Position Players Pitching: Maybe It Doesn’t Have To Mean Anything

“It’s just a bunch of stuff that happened.” -Homer Simpson

Always go to Homer for the last word on anything. Wait, not that Homer? Well, whatever. At the tine of writing, Cubs fans have seen an unprecedented run of position player pitching. There were three against the Cardinals last Friday, and then two more on Monday when Victor Caratini returned for a repeat performance, and then Anthony Rizzo basically long-conned his way onto the mound for an out.

There’s been a rash of articles of late trying to figure out the rise in position players pitching, and if there’s anything can be gleaned from it. Of course, there have been some that have wondered if this speaks to the relative health of the game, which seems useless but hey, there’s space that’s got to be filled. The problem with a lot of things in sports is that large components of them don’t mean anything, and yet we still have to search for the meaning that isn’t there.

Or to put it a touch more positively, we can Occam’s razor this. Relief pitchers are being used more than ever, especially on the Cubs this year. Hence, there are more instances where everyone has been used in the past two games, and it doesn’t do any good to put a pitcher you might really need at risk in a game where your skull is already dented anyway. Even with eight-man pens and a reserve of four or five arms at Triple-A ready to ride the shuttle, throw 45 pitches in a week and then head back while subbing out for whoever is coming the other way, there’s just too much use. When a manager knows he needs three or four relievers to get most every win (the spot Maddon finds himself in these days too much), there isn’t a lot of times he can be comfortable for two or three straight days. You can use four guys one day and then the other four the next day, hopefully, but even that pattern would eventually see people burned out. And it’s rarely one you can stick to.

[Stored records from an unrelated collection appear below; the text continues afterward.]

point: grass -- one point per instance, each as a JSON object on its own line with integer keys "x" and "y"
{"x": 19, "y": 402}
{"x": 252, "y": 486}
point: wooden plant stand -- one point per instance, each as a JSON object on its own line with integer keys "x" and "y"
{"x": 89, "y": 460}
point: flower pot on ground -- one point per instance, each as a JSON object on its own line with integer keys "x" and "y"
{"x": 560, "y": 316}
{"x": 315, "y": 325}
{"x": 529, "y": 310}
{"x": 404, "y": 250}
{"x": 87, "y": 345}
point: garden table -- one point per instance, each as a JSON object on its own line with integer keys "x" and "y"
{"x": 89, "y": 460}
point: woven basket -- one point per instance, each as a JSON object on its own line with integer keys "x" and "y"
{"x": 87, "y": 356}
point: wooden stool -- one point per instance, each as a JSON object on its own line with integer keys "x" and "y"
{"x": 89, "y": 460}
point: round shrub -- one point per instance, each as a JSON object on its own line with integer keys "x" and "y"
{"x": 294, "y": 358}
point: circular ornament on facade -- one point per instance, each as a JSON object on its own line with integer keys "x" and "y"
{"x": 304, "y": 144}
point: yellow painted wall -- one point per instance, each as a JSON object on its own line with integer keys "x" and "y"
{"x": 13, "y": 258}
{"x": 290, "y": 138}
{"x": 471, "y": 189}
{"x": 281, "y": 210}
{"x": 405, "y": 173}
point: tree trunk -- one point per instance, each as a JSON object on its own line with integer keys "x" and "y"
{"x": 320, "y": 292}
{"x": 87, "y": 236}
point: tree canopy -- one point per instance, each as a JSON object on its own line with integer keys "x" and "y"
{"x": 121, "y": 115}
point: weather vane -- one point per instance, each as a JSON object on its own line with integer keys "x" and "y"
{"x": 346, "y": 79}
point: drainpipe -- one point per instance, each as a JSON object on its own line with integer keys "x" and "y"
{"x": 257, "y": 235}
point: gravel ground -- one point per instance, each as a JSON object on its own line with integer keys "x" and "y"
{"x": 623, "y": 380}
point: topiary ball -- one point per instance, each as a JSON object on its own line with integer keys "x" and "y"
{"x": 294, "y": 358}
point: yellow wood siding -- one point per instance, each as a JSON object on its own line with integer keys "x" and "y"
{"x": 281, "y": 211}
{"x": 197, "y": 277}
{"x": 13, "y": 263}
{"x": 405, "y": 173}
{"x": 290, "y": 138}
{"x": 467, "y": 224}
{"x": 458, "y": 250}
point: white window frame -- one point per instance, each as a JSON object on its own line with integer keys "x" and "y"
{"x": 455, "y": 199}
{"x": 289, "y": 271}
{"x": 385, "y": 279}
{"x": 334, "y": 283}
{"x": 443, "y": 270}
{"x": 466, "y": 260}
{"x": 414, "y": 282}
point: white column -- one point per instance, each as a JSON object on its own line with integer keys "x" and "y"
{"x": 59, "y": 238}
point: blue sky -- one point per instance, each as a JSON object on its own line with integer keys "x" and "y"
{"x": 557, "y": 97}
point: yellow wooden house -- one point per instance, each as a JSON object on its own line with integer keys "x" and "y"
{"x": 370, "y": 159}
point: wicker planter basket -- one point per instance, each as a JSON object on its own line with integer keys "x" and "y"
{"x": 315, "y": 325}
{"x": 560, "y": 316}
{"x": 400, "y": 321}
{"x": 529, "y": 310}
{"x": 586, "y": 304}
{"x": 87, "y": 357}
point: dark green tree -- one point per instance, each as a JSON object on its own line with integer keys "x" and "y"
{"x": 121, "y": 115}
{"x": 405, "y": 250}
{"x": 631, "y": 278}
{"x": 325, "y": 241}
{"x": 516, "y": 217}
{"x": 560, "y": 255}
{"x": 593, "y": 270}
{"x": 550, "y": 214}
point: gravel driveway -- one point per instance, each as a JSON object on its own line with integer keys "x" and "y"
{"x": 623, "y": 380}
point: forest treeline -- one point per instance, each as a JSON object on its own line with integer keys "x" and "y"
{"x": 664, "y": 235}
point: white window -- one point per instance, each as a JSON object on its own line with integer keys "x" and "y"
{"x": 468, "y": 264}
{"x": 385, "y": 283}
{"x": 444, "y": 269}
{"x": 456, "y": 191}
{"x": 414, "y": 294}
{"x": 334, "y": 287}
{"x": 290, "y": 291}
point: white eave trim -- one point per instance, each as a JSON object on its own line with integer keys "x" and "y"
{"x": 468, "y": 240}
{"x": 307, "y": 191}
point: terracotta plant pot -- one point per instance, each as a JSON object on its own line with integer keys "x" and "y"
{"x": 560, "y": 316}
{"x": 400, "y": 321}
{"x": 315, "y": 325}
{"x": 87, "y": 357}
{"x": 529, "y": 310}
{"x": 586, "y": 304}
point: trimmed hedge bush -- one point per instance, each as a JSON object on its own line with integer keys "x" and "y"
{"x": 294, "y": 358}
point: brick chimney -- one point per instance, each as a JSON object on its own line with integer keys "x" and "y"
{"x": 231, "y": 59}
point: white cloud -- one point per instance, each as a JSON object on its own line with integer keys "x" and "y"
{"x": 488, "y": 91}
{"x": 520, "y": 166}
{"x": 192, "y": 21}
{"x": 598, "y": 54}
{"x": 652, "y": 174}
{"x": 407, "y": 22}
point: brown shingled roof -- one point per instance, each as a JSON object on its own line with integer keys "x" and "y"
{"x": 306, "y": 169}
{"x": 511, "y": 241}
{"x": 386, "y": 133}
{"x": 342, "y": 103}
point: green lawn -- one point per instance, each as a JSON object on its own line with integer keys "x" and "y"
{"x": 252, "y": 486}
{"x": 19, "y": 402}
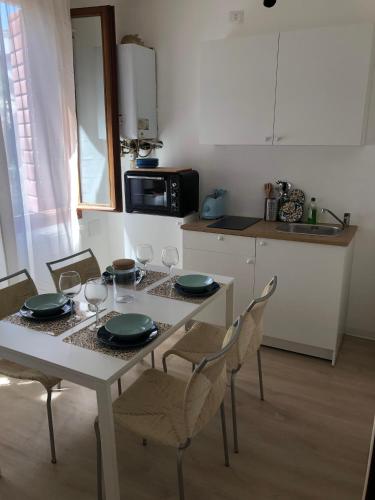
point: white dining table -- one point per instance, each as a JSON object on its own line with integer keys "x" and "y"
{"x": 98, "y": 371}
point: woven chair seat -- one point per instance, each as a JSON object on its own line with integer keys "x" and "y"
{"x": 153, "y": 408}
{"x": 14, "y": 370}
{"x": 200, "y": 340}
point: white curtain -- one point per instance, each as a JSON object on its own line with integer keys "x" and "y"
{"x": 38, "y": 124}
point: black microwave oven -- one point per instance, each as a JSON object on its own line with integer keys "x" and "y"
{"x": 162, "y": 191}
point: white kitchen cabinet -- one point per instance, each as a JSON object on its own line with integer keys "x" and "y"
{"x": 307, "y": 313}
{"x": 223, "y": 254}
{"x": 323, "y": 83}
{"x": 309, "y": 87}
{"x": 157, "y": 230}
{"x": 238, "y": 79}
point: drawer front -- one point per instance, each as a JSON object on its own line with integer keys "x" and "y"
{"x": 223, "y": 243}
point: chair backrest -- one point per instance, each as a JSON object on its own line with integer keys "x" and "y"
{"x": 251, "y": 334}
{"x": 206, "y": 387}
{"x": 87, "y": 267}
{"x": 12, "y": 297}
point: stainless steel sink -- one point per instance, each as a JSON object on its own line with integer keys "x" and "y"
{"x": 312, "y": 229}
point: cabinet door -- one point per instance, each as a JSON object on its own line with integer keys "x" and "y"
{"x": 238, "y": 79}
{"x": 240, "y": 267}
{"x": 305, "y": 308}
{"x": 322, "y": 85}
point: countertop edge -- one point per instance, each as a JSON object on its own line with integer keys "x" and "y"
{"x": 267, "y": 230}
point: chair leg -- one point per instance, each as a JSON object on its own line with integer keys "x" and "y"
{"x": 260, "y": 375}
{"x": 99, "y": 474}
{"x": 50, "y": 426}
{"x": 165, "y": 364}
{"x": 234, "y": 411}
{"x": 180, "y": 451}
{"x": 224, "y": 430}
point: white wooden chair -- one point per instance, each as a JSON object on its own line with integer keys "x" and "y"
{"x": 204, "y": 338}
{"x": 166, "y": 409}
{"x": 12, "y": 298}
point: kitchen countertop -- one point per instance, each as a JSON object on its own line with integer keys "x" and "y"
{"x": 264, "y": 229}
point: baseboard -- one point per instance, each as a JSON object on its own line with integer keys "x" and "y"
{"x": 361, "y": 334}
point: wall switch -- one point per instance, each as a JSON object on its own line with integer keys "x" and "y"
{"x": 237, "y": 16}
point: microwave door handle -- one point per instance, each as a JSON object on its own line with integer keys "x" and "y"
{"x": 144, "y": 177}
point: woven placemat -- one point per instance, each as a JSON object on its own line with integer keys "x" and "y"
{"x": 150, "y": 278}
{"x": 88, "y": 340}
{"x": 165, "y": 290}
{"x": 55, "y": 327}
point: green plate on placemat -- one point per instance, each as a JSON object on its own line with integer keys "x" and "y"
{"x": 46, "y": 303}
{"x": 195, "y": 282}
{"x": 129, "y": 325}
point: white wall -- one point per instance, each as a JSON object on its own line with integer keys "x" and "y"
{"x": 342, "y": 178}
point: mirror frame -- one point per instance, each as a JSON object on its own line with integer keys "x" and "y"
{"x": 107, "y": 17}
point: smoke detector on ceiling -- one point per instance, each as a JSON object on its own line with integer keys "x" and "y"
{"x": 269, "y": 3}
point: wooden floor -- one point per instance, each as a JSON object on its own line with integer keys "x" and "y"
{"x": 308, "y": 440}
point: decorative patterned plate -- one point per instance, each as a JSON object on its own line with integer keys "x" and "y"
{"x": 297, "y": 195}
{"x": 291, "y": 211}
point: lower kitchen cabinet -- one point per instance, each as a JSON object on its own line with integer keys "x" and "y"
{"x": 226, "y": 255}
{"x": 308, "y": 311}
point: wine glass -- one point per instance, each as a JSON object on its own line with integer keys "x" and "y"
{"x": 170, "y": 258}
{"x": 70, "y": 285}
{"x": 144, "y": 254}
{"x": 96, "y": 292}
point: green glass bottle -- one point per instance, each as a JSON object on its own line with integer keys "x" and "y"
{"x": 311, "y": 214}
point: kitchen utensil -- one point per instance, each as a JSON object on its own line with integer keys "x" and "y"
{"x": 271, "y": 209}
{"x": 213, "y": 206}
{"x": 297, "y": 195}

Of course, there’s now a fight between those who love seeing a position player post up 11 inches higher than everyone else, and those who think it makes the game a farce or signals something wrong within the structure. Again, I don’t think the answer is anywhere but the middle. Surely, the novelty of it, if only just locally, has worn off. We’ve seen plenty of position players pitch now, and it’s not something that feels like a lightning strike anymore. It happens a few times a season, and much like a homer that hits the video board, it’s a lower spike on the EKG of a season than it used to be. It still sticks out, though.

I think the joy comes from the joy the players get who either do it or watch it. Most every time a position player pitches, someone is laughing. Sometimes it’s him, sometimes it’s his teammates at him, and sometimes it’s the hitters. And most every fan is a sucker for seeing a player enjoy his work so thoroughly. Why do you think Javy Báez is so popular? You couldn’t watch Rizzo and the reaction to him finally toeing the slab and not laugh a little.

Just because something is no longer novel doesn’t mean it’s now an annoyance. And while some say it’s something of a mockery, I always look at it as a humorous white flag. “We’re getting beaten so badly today we’re just gonna do shit because.” That doesn’t really happen in other sports. Basketball you might see the 12th guy on the bench get in the game, but that’s not really humorous; it’s just a chance to save minutes. That also would be mocking someone status on the team and in the league, I suppose, if we saw it that way, though that didn’t stop a lot from cheering any appearance from Brian Scalabrine back in the day. Football or hockey would too easily result in someone getting hurt.

It’s what you’d do on the playground. Try and swing from the heels or belt one in from 25 yards on the full volley because what’s to lose? It’s good for a laugh even if it isn’t new anymore.